In January and June, Bullock signed executive orders requiring companies with state contracts to abide by net neutrality rules and to report their political contributions, even disclosures that aren't required under federal law.
Attorney General Tim Fox, the state's chief legal adviser and a Republican, wasn't aware of the lawsuit.
"The attorney general first learned about the lawsuit on Twitter," spokesman Eric Sell said. "Governor Bullock's office only contacted us once the lawsuit was filed. Since the state's chief legal officer was not consulted prior to the filing, this looks like a political stunt by someone not focused on the job he currently occupies."
The lawsuit, filed in U.S. District Court in Great Falls, argues the July 16 policy change would allow organizations to take unlimited corporate, or even foreign, contributions to influence elections.
Bullock and the Revenue Department argue the policy change should be overturned because it was made without taking public comment and hurts states' abilities to determine whether organizations should be given tax-exempt status because states rely on data from the IRS.
The IRS doesn't need the donor information to effectively enforce tax law and can request it in the case of an audit, Treasury Secretary Steven Mnuchin said last week.

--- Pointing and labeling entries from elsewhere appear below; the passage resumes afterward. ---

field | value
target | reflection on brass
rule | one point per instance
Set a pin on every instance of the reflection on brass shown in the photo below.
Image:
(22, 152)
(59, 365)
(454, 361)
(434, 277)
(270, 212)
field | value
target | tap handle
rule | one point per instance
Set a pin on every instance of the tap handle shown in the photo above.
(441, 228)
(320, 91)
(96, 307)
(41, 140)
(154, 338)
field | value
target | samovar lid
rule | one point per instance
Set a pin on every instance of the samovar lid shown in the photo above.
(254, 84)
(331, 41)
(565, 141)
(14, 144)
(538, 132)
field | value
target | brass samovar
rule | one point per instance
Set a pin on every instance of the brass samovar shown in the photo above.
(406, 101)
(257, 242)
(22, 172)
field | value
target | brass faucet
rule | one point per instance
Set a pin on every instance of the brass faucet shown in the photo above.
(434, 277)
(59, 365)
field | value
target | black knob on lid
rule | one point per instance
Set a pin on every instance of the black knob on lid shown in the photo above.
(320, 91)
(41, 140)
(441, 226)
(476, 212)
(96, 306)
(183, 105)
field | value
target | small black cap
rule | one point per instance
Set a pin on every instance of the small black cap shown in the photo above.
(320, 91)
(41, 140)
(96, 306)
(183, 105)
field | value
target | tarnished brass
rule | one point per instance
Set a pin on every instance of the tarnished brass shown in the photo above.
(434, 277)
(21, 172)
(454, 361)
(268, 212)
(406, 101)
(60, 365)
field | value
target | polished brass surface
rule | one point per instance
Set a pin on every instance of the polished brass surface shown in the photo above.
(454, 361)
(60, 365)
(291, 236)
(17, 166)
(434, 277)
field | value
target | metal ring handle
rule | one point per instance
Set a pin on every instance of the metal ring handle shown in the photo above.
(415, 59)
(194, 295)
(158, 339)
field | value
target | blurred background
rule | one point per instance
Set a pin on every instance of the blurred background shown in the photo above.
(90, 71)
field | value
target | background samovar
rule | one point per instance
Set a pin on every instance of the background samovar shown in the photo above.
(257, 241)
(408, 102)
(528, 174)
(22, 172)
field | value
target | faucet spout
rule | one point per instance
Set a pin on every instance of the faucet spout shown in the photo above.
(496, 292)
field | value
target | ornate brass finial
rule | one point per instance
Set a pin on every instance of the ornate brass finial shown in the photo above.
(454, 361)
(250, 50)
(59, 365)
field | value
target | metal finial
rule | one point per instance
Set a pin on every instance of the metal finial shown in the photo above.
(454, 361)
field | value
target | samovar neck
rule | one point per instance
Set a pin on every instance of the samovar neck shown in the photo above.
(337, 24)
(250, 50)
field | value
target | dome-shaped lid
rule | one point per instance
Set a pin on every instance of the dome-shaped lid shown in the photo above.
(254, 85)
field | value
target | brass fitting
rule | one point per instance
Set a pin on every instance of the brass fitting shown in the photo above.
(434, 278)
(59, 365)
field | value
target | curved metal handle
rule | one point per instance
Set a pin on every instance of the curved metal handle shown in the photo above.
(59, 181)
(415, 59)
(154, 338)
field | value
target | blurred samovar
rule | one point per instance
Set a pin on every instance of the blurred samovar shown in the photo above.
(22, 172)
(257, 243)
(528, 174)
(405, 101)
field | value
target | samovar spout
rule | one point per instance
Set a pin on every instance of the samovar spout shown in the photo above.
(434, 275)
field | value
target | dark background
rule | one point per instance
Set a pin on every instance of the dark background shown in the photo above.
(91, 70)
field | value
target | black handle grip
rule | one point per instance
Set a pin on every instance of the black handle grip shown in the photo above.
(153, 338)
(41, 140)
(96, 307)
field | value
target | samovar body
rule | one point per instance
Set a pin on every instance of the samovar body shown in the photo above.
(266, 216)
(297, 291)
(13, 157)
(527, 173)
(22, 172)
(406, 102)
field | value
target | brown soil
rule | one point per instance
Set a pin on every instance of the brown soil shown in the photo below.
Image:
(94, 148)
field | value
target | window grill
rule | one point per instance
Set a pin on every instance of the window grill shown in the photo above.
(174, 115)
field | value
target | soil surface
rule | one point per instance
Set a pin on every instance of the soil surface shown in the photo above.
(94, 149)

"If the IRS knows that an organization is engaged in political activity and receives a disclosure that the organization's only significant contributors are foreign nationals, then the IRS is well-positioned to identify and stop a serious violation of federal law," the lawsuit argues.
The IRS did not immediately return a phone call seeking comment Tuesday.
Bullock has worked to make the fight against dark money in elections a major part of his legacy as both attorney general and governor. As attorney general, he defended the state's Copper Kings-era law that restricted direct spending by corporations on candidates and political committees, but lost when the U.S. Supreme Court applied to state elections its 2010 Citizens United decision allowing corporate spending.
In 2015, as governor, he pushed through the Disclose Act, a law that updated the state's campaign finance rules to require more disclosure and additional filing by candidates and political committees. The law has so far withstood multiple legal challenges that argue it runs counter to Citizens United.
"The way they're upending almost 50 years of IRS practice is by this revenue procedure," which would allow more dark money to flow into the 2018 elections, Bullock said. "Montanans want fair and open elections."
U.S. Sen. Jon Tester, D-Montana, introduced legislation Monday to overturn the policy change.